Live Bait stopped producing the festival in 2008 and closed up shop as a regular producing company in 2009—except for Fillet of Solo, which they coproduced starting in 2010 with Lifeline Theatre in Rogers Park. Lifeline’s then-artistic director, Dorothy Milne, had been performing at Fillet of Solo with the women’s storytelling collective the Sweat Girls, and, like Evans, she didn’t want to see the festival dead in the water. 

Lifeline took over full control of the festival (with Evans’s blessings) a few years later. The last two years, the company went virtual in light of the COVID-19 pandemic. But they’re back live starting Friday with a lineup of 18 solo performers (including vets like Jimmy Carrane, R.C. Riley, and Connie Shirakawa, whose latest piece is directed by Evans). There are also performances by a dozen storytelling collectives, including the Sweat Girls, Tekki Lomnicki’s Tellin’ Tales (the company’s mission is “to shatter barriers between the disabled and non-disabled worlds through the transformative power of personal story”), and 80 Minutes Around the World, the collective created by Nestor Gomez and focused on stories by and about immigrants. They’re also adding a venue in addition to Lifeline’s Glenwood Avenue home; some of the shows are at South of the Border restaurant on Morse Avenue.

Milne is happy that they’re live again, but she also notes, “There were some great benefits to doing it virtually the last couple years. We got to work with artists who have moved away from Chicago. Literally from across the nation and across the globe we had participants, which is what you can do virtually. And then people were also able to see it across the globe.”

But, she adds, “Storytelling is direct out to the audience and responding to the audience and responding to what’s happening between you. And that was a really challenging thing for the last two years. Being in the room together and hearing a story from someone you don’t know and someone who doesn’t seem to be anything like you, and then having that story resonate with its core human values is the super powerful thing about this form.”

For Gomez, who was born in Guatemala, the stories of 80 Minutes Around the World are even more vital given the rise in xenophobia in the U.S. during the Trump years. Even if the artists in the collective aren’t consciously aiming to be political, Gomez notes, “Our stories are usually political because, as a person of color, you cannot help . . . being political. I’ve been told here in Chicago to go back to where I came from. It’s going to a store, it’s walking on the street. I have been told to speak English because this is America. So things that happen to us are political because a lot of things happen to us just because we are immigrants.” 

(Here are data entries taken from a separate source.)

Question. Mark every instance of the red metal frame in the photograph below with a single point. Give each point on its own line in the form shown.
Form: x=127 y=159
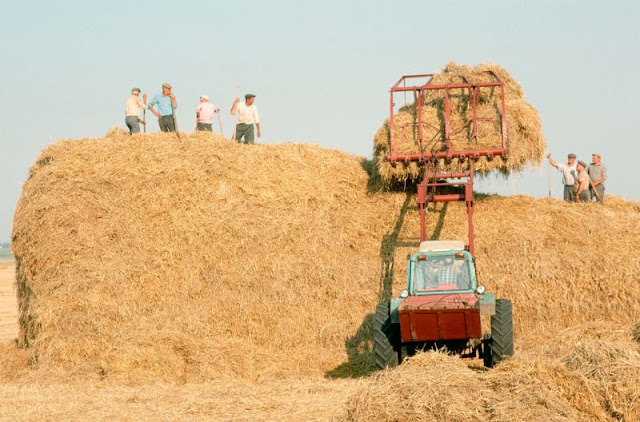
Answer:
x=433 y=179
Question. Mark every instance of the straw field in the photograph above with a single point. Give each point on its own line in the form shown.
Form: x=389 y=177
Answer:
x=526 y=141
x=206 y=280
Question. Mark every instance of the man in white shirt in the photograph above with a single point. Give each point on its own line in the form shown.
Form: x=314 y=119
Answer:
x=205 y=113
x=247 y=117
x=569 y=173
x=132 y=111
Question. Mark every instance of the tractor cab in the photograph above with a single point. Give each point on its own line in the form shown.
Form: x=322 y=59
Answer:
x=441 y=267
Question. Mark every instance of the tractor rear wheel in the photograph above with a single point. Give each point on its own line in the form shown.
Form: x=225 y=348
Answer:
x=487 y=354
x=385 y=338
x=502 y=331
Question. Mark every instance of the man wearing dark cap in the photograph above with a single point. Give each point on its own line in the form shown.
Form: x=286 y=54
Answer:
x=166 y=103
x=583 y=181
x=247 y=117
x=132 y=111
x=598 y=174
x=569 y=174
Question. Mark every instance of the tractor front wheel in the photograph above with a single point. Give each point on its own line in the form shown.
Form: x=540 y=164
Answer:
x=385 y=338
x=502 y=332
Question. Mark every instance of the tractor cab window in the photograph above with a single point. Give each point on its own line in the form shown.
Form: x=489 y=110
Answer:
x=442 y=273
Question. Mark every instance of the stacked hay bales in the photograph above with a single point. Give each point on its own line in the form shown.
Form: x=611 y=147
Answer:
x=525 y=137
x=150 y=258
x=587 y=373
x=146 y=259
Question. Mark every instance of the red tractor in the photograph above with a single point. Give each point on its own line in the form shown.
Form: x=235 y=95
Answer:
x=441 y=307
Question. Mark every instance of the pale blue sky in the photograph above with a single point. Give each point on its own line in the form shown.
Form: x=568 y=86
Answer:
x=321 y=71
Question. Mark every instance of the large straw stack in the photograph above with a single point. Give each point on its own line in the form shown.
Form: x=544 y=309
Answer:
x=526 y=141
x=147 y=259
x=147 y=256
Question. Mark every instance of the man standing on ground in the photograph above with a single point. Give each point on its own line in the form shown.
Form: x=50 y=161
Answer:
x=569 y=173
x=132 y=111
x=205 y=113
x=166 y=103
x=598 y=174
x=247 y=117
x=583 y=181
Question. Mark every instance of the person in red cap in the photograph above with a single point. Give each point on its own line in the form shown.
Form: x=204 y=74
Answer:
x=132 y=111
x=569 y=173
x=598 y=173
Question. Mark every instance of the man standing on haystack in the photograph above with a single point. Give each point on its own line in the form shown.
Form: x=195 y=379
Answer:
x=247 y=116
x=569 y=173
x=166 y=103
x=205 y=113
x=132 y=111
x=583 y=181
x=598 y=173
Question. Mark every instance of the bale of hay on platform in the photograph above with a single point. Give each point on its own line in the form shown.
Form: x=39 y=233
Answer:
x=526 y=144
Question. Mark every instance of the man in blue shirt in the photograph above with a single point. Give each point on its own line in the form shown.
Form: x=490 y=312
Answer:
x=166 y=103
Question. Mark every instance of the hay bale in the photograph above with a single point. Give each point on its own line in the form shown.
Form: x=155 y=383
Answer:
x=145 y=259
x=587 y=373
x=526 y=140
x=149 y=258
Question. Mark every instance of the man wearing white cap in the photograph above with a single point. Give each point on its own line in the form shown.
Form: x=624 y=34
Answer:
x=598 y=173
x=247 y=118
x=132 y=111
x=205 y=113
x=166 y=104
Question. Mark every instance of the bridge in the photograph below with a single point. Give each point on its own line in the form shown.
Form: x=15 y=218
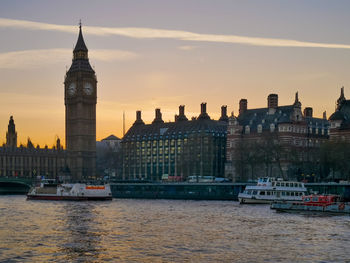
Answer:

The inclusion of the collectives not only gives more performers a chance in the spotlight (particularly performers who may not have worked up to a full-length evening or who simply prefer the short-form monologue). The collectives provide, as Milne says, “an advertisement for what’s going on year-round in the city. We have such a profound amount of storytelling going on in Chicago and have for the last—I mean, the form is as old as the hills, but for the last 20, 30 years, there’s been huge growth in the scene in Chicago and nationally as well.”

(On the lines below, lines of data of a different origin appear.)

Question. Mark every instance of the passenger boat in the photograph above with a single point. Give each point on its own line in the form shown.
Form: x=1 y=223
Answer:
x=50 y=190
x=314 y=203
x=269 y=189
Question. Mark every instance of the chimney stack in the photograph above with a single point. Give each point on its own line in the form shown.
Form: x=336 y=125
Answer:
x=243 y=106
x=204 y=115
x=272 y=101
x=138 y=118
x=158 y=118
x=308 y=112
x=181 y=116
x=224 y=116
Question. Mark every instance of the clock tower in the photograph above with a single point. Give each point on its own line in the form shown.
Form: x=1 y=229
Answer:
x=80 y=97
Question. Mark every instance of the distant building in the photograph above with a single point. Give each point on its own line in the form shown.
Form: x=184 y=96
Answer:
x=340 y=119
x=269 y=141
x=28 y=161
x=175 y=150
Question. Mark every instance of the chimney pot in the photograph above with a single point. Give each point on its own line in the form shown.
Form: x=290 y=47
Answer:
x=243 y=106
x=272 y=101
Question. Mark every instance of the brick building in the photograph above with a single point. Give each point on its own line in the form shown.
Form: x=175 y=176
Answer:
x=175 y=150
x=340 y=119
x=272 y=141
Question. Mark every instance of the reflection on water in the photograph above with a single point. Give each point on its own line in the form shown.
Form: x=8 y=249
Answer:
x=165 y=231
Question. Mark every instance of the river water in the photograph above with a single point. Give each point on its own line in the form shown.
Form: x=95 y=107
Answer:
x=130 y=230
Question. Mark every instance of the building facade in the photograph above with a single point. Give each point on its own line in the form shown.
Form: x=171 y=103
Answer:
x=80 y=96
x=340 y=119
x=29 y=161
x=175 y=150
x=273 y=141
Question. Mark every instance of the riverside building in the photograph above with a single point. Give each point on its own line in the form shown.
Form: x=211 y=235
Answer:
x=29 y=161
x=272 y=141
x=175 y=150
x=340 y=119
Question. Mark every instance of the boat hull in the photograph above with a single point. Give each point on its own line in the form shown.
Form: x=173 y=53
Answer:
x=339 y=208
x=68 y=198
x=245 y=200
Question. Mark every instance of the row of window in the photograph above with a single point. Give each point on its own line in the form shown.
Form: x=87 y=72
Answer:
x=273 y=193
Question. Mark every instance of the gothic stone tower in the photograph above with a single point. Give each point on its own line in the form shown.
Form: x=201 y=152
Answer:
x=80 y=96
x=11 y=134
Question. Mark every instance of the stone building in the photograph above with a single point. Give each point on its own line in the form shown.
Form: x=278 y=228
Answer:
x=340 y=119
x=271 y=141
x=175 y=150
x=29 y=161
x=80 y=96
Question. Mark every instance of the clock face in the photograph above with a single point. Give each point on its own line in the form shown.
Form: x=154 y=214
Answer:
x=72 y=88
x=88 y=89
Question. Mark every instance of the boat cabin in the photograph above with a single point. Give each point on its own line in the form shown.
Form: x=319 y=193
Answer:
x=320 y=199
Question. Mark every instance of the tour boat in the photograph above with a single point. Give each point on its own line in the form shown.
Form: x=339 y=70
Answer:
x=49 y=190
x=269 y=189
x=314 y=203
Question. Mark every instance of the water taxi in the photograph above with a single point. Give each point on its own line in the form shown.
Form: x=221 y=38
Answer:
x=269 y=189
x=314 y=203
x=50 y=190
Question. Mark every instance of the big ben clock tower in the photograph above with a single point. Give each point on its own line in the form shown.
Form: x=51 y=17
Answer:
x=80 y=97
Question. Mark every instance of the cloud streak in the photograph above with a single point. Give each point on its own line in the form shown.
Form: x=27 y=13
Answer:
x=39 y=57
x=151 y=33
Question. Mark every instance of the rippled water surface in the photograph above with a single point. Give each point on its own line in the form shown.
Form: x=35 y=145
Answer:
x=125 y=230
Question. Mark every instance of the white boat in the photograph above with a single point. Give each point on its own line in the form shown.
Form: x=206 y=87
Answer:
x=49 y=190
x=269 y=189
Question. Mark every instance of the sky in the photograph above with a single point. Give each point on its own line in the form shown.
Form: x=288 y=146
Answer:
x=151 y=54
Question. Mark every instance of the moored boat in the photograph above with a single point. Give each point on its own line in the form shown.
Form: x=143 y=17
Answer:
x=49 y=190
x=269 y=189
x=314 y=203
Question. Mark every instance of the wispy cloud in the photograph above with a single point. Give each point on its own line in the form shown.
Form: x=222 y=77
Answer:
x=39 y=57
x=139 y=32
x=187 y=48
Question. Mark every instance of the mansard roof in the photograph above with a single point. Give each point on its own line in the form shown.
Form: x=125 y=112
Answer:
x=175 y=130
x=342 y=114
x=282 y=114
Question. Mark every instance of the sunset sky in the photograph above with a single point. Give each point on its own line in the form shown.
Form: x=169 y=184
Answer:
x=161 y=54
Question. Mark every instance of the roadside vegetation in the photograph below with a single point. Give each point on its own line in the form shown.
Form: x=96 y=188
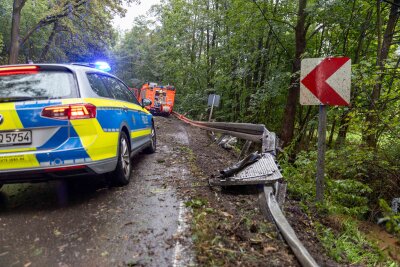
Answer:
x=249 y=52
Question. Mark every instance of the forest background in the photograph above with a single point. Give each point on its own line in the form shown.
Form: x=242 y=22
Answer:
x=249 y=52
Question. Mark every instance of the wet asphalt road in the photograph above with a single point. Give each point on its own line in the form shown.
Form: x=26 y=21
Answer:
x=85 y=223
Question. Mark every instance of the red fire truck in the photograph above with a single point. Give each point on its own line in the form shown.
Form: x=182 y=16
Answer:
x=162 y=98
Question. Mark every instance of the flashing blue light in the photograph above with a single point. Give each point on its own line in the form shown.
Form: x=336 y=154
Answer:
x=104 y=66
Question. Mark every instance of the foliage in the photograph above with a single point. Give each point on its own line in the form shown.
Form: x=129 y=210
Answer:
x=343 y=194
x=391 y=219
x=61 y=31
x=350 y=246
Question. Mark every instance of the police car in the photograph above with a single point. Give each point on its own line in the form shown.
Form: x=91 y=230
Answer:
x=61 y=120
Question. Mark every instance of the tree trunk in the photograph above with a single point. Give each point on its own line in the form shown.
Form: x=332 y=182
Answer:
x=49 y=43
x=370 y=134
x=15 y=27
x=294 y=90
x=345 y=119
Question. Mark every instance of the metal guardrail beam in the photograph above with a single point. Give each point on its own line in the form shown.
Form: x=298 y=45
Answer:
x=287 y=231
x=258 y=133
x=238 y=131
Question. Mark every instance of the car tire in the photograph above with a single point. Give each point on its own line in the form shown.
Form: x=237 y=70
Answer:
x=122 y=173
x=153 y=145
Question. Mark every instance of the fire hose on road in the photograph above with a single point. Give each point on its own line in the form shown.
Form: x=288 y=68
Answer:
x=259 y=169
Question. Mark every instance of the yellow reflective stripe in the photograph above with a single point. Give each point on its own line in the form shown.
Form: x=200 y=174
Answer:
x=11 y=118
x=98 y=144
x=18 y=162
x=139 y=133
x=16 y=150
x=105 y=102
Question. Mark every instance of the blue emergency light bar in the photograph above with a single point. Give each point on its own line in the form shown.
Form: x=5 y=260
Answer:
x=101 y=65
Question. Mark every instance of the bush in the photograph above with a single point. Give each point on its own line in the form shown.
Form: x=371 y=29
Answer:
x=343 y=195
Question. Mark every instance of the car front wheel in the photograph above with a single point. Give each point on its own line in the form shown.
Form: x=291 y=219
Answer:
x=153 y=144
x=122 y=174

One of the groups Milne is excited about is GeNarrations, a collective created out of an ongoing storytelling workshop for adults 55+ at the Goodman. “They’re doing three shows and there are seven or eight performers in each of those shows. Many of them are new to the form.”

It makes sense that so many of the collectives around town and featured at Fillet of Solo are focused on communities that are often marginalized, such as the disabled, older people, and immigrants. For people who are also economically marginalized, storytelling offers low financial barriers to participation. But getting work from the page to the stage does often require some encouragement and coaching for those new to the form. And what that often means is aiming for the heart.

“I don’t come to the story as if I’m writing an essay or I’m writing something that’s going to be published in the New York Times,” says Gomez. “So I tell them to write a story as if they’re having a conversation with a couple of friends. The only difference is the conversation that they’ll have at the end is gonna be with a larger group of friends.”